My main argument in this chapter is that our ideas about love are more idolatrous than we realize. To see this, I want to pick up the storyline that we began in the introduction concerning the Romantic impulse latent within postmodern, Western culture against structures, boundaries, or anything reeking of exclusivism. After all, I trust that most Christian readers will find this book's principal proposal — that God intends for the exclusivistic practices of church membership and discipline to help (re)define love and beauty for fallen human beings — deeply counterintuitive. The very elements that comprise the DNA of our Western postmodern culture cause most of us to react against anything remotely suggestive of institutionalism or exclusivism, like white blood cells programmatically responding to foreign bacteria. The one boundary most people agree upon these days is the boundary keeping boundary makers out! Most pertinently, it contradicts our ideas about love. We regard love as the very thing that calls us to wield our hammers and knock down the old walls of division rather than build them.

Why does it feel unloving to draw clear borders around a church? Is it? What do we take "love" to be? Are our notions of love in fact biblical? Many writers today say that Christians in the West are overly (1) individualistic.
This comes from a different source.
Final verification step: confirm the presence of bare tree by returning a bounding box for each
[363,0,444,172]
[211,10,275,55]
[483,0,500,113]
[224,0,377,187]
And along with such individualism, they say, comes (2) consumerism, (3) a reluctance to make commitments generally, and (4) a skepticism toward all absolute truth.

Step 2: Individualism has left us detached, which sends us searching for a love that makes us feel complete. We want churches to do the same.

Individualism

Picture seventeen-year-old Benjamin Franklin, the son of a candle maker who would become a printer, scientist, inventor, author, and ambassador, walking into the city of Philadelphia for the first time not knowing a single soul, tromping up Market Street with nothing more than a Dutch dollar in his pocket, a loaf of bread under each arm, and a third in his hand, and surveying the city in which he would one day help to lead the American colonies through a revolution and into nationhood.

Picture twelve-year-old African-American slave Frederick Douglass, who would one day be the most internationally renowned abolitionist of an era and the occasional counselor to President Abraham Lincoln on matters of slavery, hunched over a piece of cement with a lump of chalk in his fingers teaching himself to write by mimicking the letters he observed shipbuilders mark on pieces of lumber — "L." for larboard side, "S." for starboard side, "L.F." for larboard side forward, "S.A." for starboard side aft.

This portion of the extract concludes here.